Continued from here

Notebook for this post is here

Binary search code itself is here

`max_depth`

is an interesting parameter. While `n_estimators`

has a tradeoff between speed & score, `max_depth`

has the possibility of improving both. By limiting the depth of your trees, you can reduce overfitting.

Unfortunately, deciding on upper & lower bounds is less than straightforward. It'll depend on your dataset. Luckily, I found a post on StackOverflow that had a link to a blog post that had a promising methodology.
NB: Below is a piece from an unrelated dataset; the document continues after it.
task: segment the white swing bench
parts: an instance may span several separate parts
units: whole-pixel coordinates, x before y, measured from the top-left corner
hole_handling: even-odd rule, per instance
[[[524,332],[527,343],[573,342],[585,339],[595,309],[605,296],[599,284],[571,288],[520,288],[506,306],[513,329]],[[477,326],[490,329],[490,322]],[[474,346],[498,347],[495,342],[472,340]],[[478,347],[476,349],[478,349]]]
First, we build a tree with default arguments and fit it to our data.

```
import pandas as pd
from sklearn.metrics import precision_recall_curve
from sklearn.metrics import auc
from sklearn.ensemble import RandomForestClassifier
from sklearn.datasets import load_breast_cancer
data = load_breast_cancer()
X, y = data.data, data.target
rfArgs = {"random_state": 0,
"n_jobs": -1,
"class_weight": "balanced",
"n_estimators": 18,
"oob_score": True}
clf = RandomForestClassifier(**rfArgs)
clf.fit(X, y)
```

Now, let's see how deep the trees get when we don't impose any sort of `max_depth`

. We'll use the code from that wonderful blog post to crawl our Random Forest, and get the height of every tree.

```
#From here: https://aysent.github.io/2015/11/08/random-forest-leaf-visualization.html
def leaf_depths(tree, node_id = 0):
'''
tree.children_left and tree.children_right store ids
of left and right chidren of a given node
'''
left_child = tree.children_left[node_id]
right_child = tree.children_right[node_id]
'''
If a given node is terminal,
both left and right children are set to _tree.TREE_LEAF
'''
if left_child == _tree.TREE_LEAF:
'''
Set depth of terminal nodes to 0
'''
depths = np.array([0])
else:
'''
Get depths of left and right children and
increment them by 1
'''
left_depths = leaf_depths(tree, left_child) + 1
right_depths = leaf_depths(tree, right_child) + 1
depths = np.append(left_depths, right_depths)
return depths
allDepths = [leaf_depths(estimator.tree_)
for estimator in clf.estimators_]
np.hstack(allDepths).min()
#> 2
np.hstack(allDepths).max()
#> 9
```

We'll be searching between 2 and 9!

Let's bring back our old make a helper function to easily return scores.

```
def getForestAccuracy(X, y, kwargs):
clf = RandomForestClassifier(**kwargs)
clf.fit(X, y)
y_pred = clf.oob_decision_function_[:, 1]
precision, recall, _ = precision_recall_curve(y, y_pred)
return auc(recall, precision)
```

```
max_depth = bgs.compareValsBaseCase(X,
y,
getForestAccuracy,
rfArgs,
"max_depth",
0,
2,
9)
bgs.showTimeScoreChartAndGraph(max_depth, html=True)
```

max_depth | score | time |
---|---|---|

2 | 0.987707 | 0.145360 |

9 | 0.987029 | 0.147563 |

6 | 0.986247 | 0.140514 |

4 | 0.968316 | 0.140164 |

max_depth | score | time | scoreTimeRatio |
---|---|---|---|

2 | 1.051571 | 0.837377 | 0.175986 |

9 | 1.016649 | 1.135158 | 0.103478 |

6 | 0.976311 | 0.182516 | 1.000000 |

4 | 0.051571 | 0.135158 | 0.000000 |

So, for our purposes, 9 will function as our baseline since that was the biggest depth that it built with default arguments.

Looks like a `max_depth`

of 2 has a slightly higher score than 9, and is slightly faster! Interestingly, it's slightly slower than 4 or 6. Not sure why that is.